Keil G M, Engelhardt T, Karger A, Enz M
Institute for Molecular and Cellular Virology, Insel Riems, Germany.
J Virol. 1996 May;70(5):3032-8. doi: 10.1128/JVI.70.5.3032-3038.1996.
Sequence analysis of the short unique (Us) segment of the bovine herpesvirus 1 (BHV-1) genome predicted that the Us open reading frame (ORF) 4 encodes a protein with homology to glycoprotein G (gG) of other alpha-herpesviruses (P. Leung-Tack, J.-C. Audonnet, and M. Riviere, Virology 199:409-421, 1994). RNA analysis showed that the Us ORF4 is contained within two transcripts of 3.5 and 1.8 kb. The 3.5 kb RNA represents a structurally bicistronic RNA which encompasses the Us ORF3 and Us ORF4, whereas the 1.8-kb RNA constitutes the monocistronic Us ORF4 mRNA. To identify the predicted BHV-I gG, recombinant vaccinia virus expressing the Us ORF4 was used to raise specific antibodies in rabbits. The antiserum recognized a 65-kDa polypeptide and a very diffusely migrating species of proteins with an apparent molecular mass of between 90 and greater than 240 kDa in supernatants of BHV-1-infected cells which was also precipitated together with 61- and 70-kDa polypeptides from cell-associated proteins. The specificity of the reaction was demonstrated by the absence of these proteins from the supernatant of cells infected with the Us ORF4 deletion mutant BHV-l/gp1-8. Treatment of the immunoprecipitated proteins with glycosidases and chondroitinase AC showed that the 65-kDa protein constitutes gG, which contains both N- and O-linked carbohydrates, and that the high-molecular-mass proteins contain glycosaminoglycans linked to a 65-kDa glycoprotein that is antigenically related to gG. These molecules were therefore named glycoproteoglycan C (gpgG). Pulse chase experiments indicated that gG and gpgG were processed from a common precursor molecule with an apparent molecular mass of 61 kDa via a 70-kDa intermediate. Both gG and gpgG could not be found associated with purified virions. In summary, our results identify the BHV-I gG protein and demonstrate the presence of a form of posttranslational modification, glycosamino-glycosylation, that has not yet been described for a herpesvirus-encoded protein.

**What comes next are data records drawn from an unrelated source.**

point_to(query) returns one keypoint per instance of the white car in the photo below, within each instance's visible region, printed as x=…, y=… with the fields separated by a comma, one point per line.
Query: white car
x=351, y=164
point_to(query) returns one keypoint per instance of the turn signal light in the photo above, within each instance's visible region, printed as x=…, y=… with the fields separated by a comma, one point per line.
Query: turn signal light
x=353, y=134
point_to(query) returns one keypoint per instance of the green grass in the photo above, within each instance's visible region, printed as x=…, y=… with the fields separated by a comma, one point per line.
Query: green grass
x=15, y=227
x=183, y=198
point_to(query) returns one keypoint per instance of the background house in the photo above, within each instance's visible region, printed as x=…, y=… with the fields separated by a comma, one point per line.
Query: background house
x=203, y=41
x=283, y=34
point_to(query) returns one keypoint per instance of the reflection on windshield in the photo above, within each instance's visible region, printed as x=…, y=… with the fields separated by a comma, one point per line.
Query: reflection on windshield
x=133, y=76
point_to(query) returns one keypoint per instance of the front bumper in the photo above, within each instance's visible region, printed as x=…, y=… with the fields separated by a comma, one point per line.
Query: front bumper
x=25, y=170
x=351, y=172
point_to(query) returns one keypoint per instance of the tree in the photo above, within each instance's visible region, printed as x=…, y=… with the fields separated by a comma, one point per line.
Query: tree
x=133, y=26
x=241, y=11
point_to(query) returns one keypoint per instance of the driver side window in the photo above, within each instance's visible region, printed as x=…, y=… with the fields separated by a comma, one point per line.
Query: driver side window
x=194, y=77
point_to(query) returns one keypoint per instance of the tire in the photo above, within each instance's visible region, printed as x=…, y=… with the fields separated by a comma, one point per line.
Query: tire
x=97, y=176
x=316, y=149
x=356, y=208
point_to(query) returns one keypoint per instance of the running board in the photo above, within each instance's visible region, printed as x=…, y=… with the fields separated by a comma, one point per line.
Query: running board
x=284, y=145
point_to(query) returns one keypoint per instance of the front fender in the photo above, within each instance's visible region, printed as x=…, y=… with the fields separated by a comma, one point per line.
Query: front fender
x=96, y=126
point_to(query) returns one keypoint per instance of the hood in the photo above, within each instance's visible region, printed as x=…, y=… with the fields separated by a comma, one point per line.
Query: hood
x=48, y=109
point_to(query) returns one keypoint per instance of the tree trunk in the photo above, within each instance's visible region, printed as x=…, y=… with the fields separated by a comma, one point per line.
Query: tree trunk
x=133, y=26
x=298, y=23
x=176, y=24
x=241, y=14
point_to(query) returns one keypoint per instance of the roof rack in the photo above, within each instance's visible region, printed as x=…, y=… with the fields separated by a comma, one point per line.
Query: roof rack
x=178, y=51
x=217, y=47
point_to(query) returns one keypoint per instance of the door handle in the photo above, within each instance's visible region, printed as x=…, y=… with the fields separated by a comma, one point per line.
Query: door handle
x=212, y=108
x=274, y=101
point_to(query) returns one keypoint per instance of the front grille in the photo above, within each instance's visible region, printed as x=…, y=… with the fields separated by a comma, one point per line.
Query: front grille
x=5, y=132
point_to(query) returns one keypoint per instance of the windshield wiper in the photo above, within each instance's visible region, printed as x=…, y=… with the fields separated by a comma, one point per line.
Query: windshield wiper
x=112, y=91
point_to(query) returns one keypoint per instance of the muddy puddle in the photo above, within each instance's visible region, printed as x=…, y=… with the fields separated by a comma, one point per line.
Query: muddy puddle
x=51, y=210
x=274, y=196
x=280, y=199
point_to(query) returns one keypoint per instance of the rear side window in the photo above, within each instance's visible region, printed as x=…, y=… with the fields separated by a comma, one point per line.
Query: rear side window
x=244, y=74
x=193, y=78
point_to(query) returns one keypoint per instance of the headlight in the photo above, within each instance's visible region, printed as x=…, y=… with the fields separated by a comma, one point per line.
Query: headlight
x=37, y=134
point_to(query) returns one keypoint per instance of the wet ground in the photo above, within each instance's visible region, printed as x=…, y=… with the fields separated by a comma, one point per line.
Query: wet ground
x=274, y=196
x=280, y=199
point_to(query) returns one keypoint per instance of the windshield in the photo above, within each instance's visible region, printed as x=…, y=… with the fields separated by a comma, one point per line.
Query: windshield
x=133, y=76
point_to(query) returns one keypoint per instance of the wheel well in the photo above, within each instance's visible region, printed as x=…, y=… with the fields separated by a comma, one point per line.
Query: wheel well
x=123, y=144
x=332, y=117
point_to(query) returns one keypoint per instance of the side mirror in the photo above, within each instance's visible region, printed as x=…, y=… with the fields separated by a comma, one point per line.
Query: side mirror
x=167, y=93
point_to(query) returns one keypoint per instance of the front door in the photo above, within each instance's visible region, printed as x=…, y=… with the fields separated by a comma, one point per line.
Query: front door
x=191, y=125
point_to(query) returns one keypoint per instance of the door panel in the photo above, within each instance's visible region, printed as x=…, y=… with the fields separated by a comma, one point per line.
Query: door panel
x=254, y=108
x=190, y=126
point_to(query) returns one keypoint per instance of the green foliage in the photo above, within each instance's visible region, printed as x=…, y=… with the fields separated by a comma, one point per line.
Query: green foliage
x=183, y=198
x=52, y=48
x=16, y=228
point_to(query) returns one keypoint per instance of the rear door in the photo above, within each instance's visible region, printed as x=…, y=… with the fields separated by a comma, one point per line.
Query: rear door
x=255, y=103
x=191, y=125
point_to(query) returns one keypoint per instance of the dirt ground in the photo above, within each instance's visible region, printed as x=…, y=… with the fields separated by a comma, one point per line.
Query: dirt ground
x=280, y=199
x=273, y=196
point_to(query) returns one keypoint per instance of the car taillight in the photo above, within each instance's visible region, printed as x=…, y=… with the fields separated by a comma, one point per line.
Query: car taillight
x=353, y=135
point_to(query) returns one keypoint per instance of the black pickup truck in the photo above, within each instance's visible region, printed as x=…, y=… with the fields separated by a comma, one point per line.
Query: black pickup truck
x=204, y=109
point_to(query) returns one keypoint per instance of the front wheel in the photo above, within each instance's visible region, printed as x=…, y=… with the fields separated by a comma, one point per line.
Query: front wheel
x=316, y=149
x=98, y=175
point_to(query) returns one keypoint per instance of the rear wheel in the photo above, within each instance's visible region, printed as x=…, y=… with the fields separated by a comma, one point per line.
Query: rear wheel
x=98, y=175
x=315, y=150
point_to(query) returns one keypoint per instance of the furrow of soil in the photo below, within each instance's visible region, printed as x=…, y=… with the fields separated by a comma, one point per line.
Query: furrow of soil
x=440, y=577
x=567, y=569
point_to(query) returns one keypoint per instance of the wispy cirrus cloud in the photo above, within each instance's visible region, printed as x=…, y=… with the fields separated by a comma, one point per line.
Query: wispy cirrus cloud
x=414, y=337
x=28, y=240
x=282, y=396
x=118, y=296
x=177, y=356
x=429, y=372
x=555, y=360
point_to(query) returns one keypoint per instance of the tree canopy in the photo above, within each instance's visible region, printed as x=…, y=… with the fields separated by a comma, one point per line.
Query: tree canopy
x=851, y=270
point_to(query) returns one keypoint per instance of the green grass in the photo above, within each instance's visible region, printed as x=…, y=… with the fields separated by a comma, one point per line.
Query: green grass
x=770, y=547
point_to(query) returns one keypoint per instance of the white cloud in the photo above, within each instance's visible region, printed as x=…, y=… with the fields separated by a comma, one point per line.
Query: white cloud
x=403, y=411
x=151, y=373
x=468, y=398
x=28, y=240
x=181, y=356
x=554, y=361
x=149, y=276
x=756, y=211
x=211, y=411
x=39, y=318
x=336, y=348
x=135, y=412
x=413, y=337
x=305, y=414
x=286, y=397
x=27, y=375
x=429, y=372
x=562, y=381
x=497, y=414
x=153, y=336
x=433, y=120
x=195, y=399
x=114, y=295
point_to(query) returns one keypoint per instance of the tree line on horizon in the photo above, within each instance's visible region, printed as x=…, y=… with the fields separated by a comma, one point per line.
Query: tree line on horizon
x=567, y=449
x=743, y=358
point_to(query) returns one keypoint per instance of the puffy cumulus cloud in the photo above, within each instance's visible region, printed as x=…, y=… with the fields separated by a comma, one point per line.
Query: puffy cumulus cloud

牛疱疹病毒1型(BHV-1)基因组短独特(Us)片段的序列分析预测,Us开放阅读框(ORF)4编码一种与其他α-疱疹病毒的糖蛋白G(gG)具有同源性的蛋白质(P. Leung-Tack、J.-C. Audonnet和M. Riviere,《病毒学》199:409 - 421,1994)。RNA分析表明,Us ORF4包含在3.5 kb和1.8 kb的两种转录本中。3.5 kb的RNA代表一种结构上的双顺反子RNA,它包含Us ORF3和Us ORF4,而1.8 kb的RNA构成单顺反子Us ORF4 mRNA。为了鉴定预测的BHV-1 gG,使用表达Us ORF4的重组痘苗病毒在兔中产生特异性抗体。抗血清识别出一种65 kDa的多肽以及BHV-1感染细胞上清液中一种迁移非常弥散的蛋白质条带,其表观分子量在90至大于240 kDa之间,并且还与细胞相关蛋白中的61 kDa和70 kDa多肽一起沉淀。用缺失Us ORF4的突变体BHV-1/gp1-8感染的细胞上清液中不存在这些蛋白质,从而证明了反应的特异性。用糖苷酶和软骨素酶AC处理免疫沉淀的蛋白质表明,65 kDa的蛋白质构成gG,其同时含有N-连接和O-连接的碳水化合物,并且高分子量蛋白质含有与一种与gG抗原相关的65 kDa糖蛋白相连的糖胺聚糖。因此,这些分子被命名为糖蛋白聚糖C(gpgG)。脉冲追踪实验表明,gG和gpgG是通过一个70 kDa的中间体从一个表观分子量为61 kDa的共同前体分子加工而来的。在纯化的病毒粒子中未发现gG和gpgG。总之,我们的结果鉴定了BHV-1 gG蛋白,并证明了一种翻译后修饰形式——糖胺聚糖糖基化的存在,这种修饰尚未在疱疹病毒编码的蛋白质中被描述过。